Forget apps. I’m not downloading your app. I’m not giving up the tiny palmtop space I have for your branded app that only gives me your news, when I can get an app that will give me all the news from all the websites I choose, customized to my liking. When I click on that Facebook link someone shared to get to your story, it’s going to open on your mobile website, not in your app. Make that mobile site look great.
Let’s start with that site: How does your website look on a phone? If it’s not mobile-optimized, you’re losing money and customers. If I click through a Facebook link to your story, only to find I’m seeing a tiny version of your webpage — I’m gone.

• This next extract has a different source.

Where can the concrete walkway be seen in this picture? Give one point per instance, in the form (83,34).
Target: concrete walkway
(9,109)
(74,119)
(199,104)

Now: Ads. Do you have banner ads that follow me up and down the page, blocking what I’m trying to read? Video ads that autoplay as soon as I go to a page? “Shadowbox” ads that won’t go away? Lose these. You are creating barriers. Think of your favorite mobile sites. Do they treat you this way? Work with ad companies that know this stuff. Don’t go for the ones that promise the easy dollar — go for the professionals that give the best user experience.
Mobile friendly content has to be shared easily. It needs to be true to its own platform. Repurposing that TV report won’t cut it. Why do I need a thirty second anchor introduction to a thirty second piece of video? Anchors are for TV. They help hold together (or “anchor”) a lengthy newscast, hopefully telling a full story of what happened that day. They rarely have a place in mobile video. They are a barrier.
What’s your podcast strategy? I recently spoke with a station GM who told me his biggest digital growth (in fact his only digital growth) was in podcasting. So few TV stations are podcasting. Why?
Finally, mobile-friendly is social. Sharing is two-ways. Can I send your station video as easily as I can watch it? Do you have a simple “record” button that lets me record and send you something as it’s happening? Your competition doesn’t. Remove the barrier.
Mobile has brought the last, best hope for you. Invest in it. Bring in companies that know this stuff. Unlike 15 years ago when the web was hitting big, there are agencies that are well-versed in digital advertising. There are companies that can plug you in, using best practices, and help you start bringing in revenue.
Your task: Be bold. Challenge your digital department to be more than the best local TV website. Challenge your sales team to do more than add a little incremental money from digital. Challenge everyone at the station to create something they would actually visit.
There’s still time. But this is it. Go mobile, or go home.